I - Le moyen peut être d'ordre public, c'est-à-dire que c’est un moyen dont la violation est si grave que le juge administratif se doit de le soulever d'office (il statue ainsi « ultra petita ») sans que cela ait été nécessairement demandé par l'une des parties.

Les principaux moyens d’ordre public que le juge administratif doit (c’est une obligation) relever d’office (Conseil d’Etat, 06 janvier 1928, Sieur Grainetier, p. 28) sont :

1°. Dans le contentieux de l’annulation :

  • Incompétence sous toutes ses formes de l’auteur de l’acte ;
  • Méconnaissance du champs d’application de la loi ;
  • Irrecevabilité de la requête au regard des délais ;
  • Irrecevabilité de la requête au regard de l’absence d’intérêt à agir ;
  • Incompétence de la juridiction administrative au profit de la juridiction judiciaire ;
  • Incompétence territoriale de la juridiction administrative saisie ;
  • Application avec effet rétroactif d’un règlement ;
  • Violation du principe de l’autorité absolue de la chose jugée …

2°. Dans le contentieux de l’indemnisation :

  • La responsabilité de l’administration fondée sur le risque ;
  • Interdiction de condamner une personne morale de droit public à payer une somme supérieure à ce qu’elle doit …
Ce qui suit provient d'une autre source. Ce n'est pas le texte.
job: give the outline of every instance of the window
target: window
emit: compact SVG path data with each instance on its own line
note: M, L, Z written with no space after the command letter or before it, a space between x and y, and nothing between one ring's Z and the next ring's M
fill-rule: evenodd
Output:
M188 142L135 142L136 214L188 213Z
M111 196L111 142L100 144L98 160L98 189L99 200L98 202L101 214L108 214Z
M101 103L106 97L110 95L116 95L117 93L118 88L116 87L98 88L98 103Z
II – Le moyen peut être relevé d’office par le juge, bien qu’il ne soit pas un moyen d’ordre public, lorsque le juge administratif estime que la décision qu’il doit rendre lui paraît susceptible d'être fondée sur le moyen relevé d'office. Il statue également « ultra petita » sans que cela ait été nécessairement demandé par l'une des parties.
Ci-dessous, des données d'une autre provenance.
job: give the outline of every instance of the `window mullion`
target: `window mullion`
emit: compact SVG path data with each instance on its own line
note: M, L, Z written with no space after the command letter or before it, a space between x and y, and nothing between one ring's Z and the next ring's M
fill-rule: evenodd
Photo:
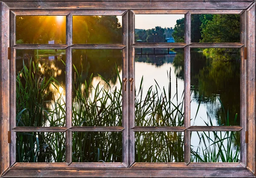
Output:
M131 129L135 126L135 51L132 45L134 43L135 14L132 11L129 10L128 14L128 88L129 92L129 166L135 161L135 133Z
M10 33L11 47L11 60L10 61L10 130L11 131L11 143L10 148L10 161L11 165L16 162L16 132L12 130L16 125L16 49L13 48L15 44L15 20L16 15L13 12L10 14Z
M247 47L246 44L246 11L241 14L241 43L244 47ZM240 162L246 165L246 144L245 143L245 131L246 129L247 107L246 107L246 65L247 60L244 60L245 48L241 48L241 61L240 68L240 126L244 129L240 132Z
M127 82L128 78L128 60L129 56L129 46L128 46L128 13L126 13L122 16L122 43L126 47L122 50L123 69L122 76L122 124L125 129L122 132L122 162L126 167L129 166L129 111L128 106L128 90L127 89ZM125 85L126 83L126 85Z
M191 42L191 14L187 13L185 16L185 42L187 45ZM190 131L187 129L190 126L190 46L185 47L184 52L184 125L187 129L184 133L184 162L190 163Z
M66 43L68 47L66 50L66 162L72 161L72 132L69 129L72 126L72 22L73 16L67 16Z

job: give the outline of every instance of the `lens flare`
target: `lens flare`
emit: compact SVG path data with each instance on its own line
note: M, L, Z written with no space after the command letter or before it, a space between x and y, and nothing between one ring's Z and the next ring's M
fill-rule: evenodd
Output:
M64 16L56 16L56 20L58 23L61 23L64 21Z

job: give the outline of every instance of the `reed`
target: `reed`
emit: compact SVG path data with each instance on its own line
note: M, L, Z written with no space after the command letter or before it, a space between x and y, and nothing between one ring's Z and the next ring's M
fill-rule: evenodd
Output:
M93 86L93 74L83 81L83 64L74 66L76 80L73 81L73 124L76 126L121 126L122 118L122 86L111 86L110 81L100 75L107 87ZM30 60L17 75L17 126L63 126L65 124L65 100L61 93L51 102L46 98L50 85L56 89L60 85L52 77L47 79L41 73L38 60ZM116 67L119 82L121 80ZM183 95L172 96L155 81L146 92L143 78L136 91L135 124L138 126L183 126L184 124ZM154 87L154 89L153 89ZM198 107L200 107L200 104ZM228 125L228 114L226 125ZM209 117L210 125L212 125ZM237 135L233 132L220 134L213 132L196 132L198 145L191 149L193 162L238 162L239 161ZM138 162L183 162L184 143L183 132L138 132L136 137L136 161ZM20 133L17 134L17 162L65 161L65 134ZM236 151L234 144L236 143ZM119 162L122 161L121 132L73 133L73 162Z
L’article R.611-7 du code de justice administrative ne fait référence qu’à la notion de « moyen relevé d'office » sans distinguer ceux  qui appartiendraient à la catégorie de « moyen d’ordre public ».

« Lorsque la décision lui paraît susceptible d'être fondée sur un moyen relevé d'office, le président de la formation de jugement ou le président de la chambre chargée de l'instruction en informe les parties avant la séance de jugement et fixe le délai dans lequel elles peuvent, sans qu'y fasse obstacle la clôture éventuelle de l'instruction, présenter leurs observations sur le moyen communiqué. (…) »

Les principaux moyens que le juge administratif peut (ce n’est pas une obligation) relever d’office sont :

1°. Dans le contentieux de l’annulation :

  • La décision contestée ne fait pas grief ;
  • Il résulte de l’instruction de l’affaire qu’il n’y a plus lieu à statuer ;
  • La composition d’un jury de concours a été jugé irrégulière par le tribunal ;
  • Le tribunal estime que la décision attaquée trouve son fondement dans les règlements annexés au statut d’une fédération sportive…

Si un moyen d’ordre public a été soulevé d’office par le juge, la formulation dans le jugement sera :

« Sans qu'il soit besoin d'examiner les moyens de la requête » ;

Si le moyen d'ordre public a été soulevé par l'une des parties, la formulation dans le jugement sera : 

« Sur l'intérêt à agir (tel moyen), sans qu'il soit besoin d'examiner les moyens de la requête ».

BIBLIOGRAPHIE : cet article s’inspire largement de l’ouvrage « L’avocat et les juridictions  administratives »,  auteurs  Christian Pujalte et Edouard de Lamaze, Editions Presses Universitaires de France, pages 135 à 138.